Courtesy City of Sherman
Average low temperature in January: 33℉
Cost of living for retirees: 13.0% below U.S. average
Share of population 65+: 13.2%
Texas's tax rating for retirees: Tax-Friendly
Lifetime health care costs for a retired couple: About average at $393,414
With a population of less than 40,000, the small city of Sherman offers retirees big savings. Overall living costs are cheap, and housing-related costs for retirees are particularly affordable, at 24.8% below average. The median home value is $98,100 in Sherman proper and $79,100 in Denison (also part of the greater metro area)—well below the state's $128,900 median. Residents can save on taxes, as well: The Lone Star state levies no income tax.
In Sherman, you can enjoy boutique shopping, unique cafés and several community gatherings throughout the year, including an Earth Day festival and free "Shakespeare in the Grove" performances. Also explore the 12,000-acre Hagerman National Wildlife Refuge, home to about 500 different wildlife species. And when you feel the urge for big-city stimulation, Dallas is about an hour's drive away.
Average high temperature in July: 102℉
Cost of living for retirees: 8.5% below U.S. average
Share of population 65+: 19.0%
Utah's tax rating for retirees: Not Tax-Friendly
Lifetime health care costs for a retired couple: Below average at $376,742
St.

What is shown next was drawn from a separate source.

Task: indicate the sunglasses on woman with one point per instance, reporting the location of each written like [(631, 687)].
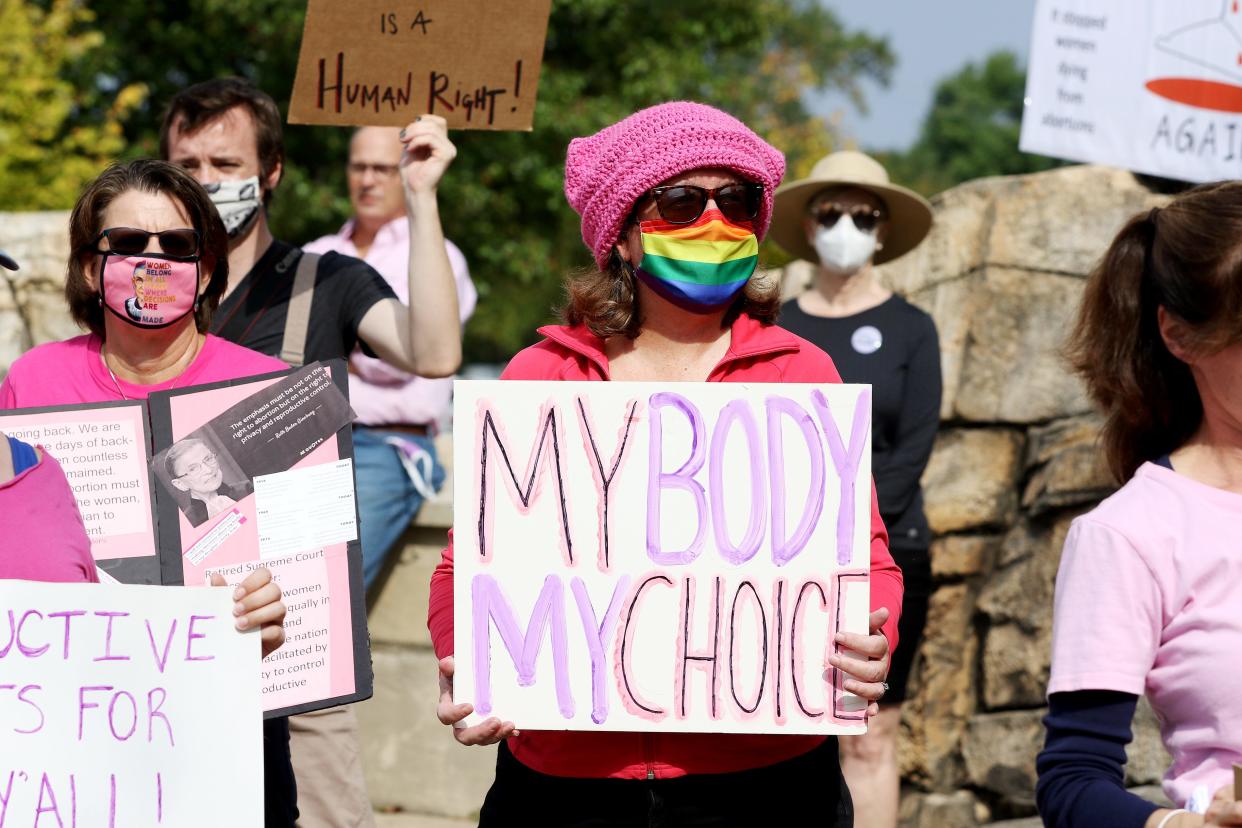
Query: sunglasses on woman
[(682, 204), (181, 242), (865, 219)]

George's low living expenses can help ease the sting of Utah's tax bite. Living costs in all categories—from groceries to health care—fall below the national average. And the city's affordability isn't limited to the retired population; it also ranks as one of our cheapest cities you'll want to live in regardless of age.
Outdoor-loving retirees can appreciate St. George's location just south of some state parks and conservation areas, west of Zion National Park, and north of the Grand Canyon. Athletes who are age 50 and older can even participate in the Huntsman World Senior Games, an annual competition hosted in St. George. Sports include archery, basketball, golf, softball, track and field, and much more. If that's not enough for risk-taking retirees, try your luck in Las Vegas, a two-hour drive away.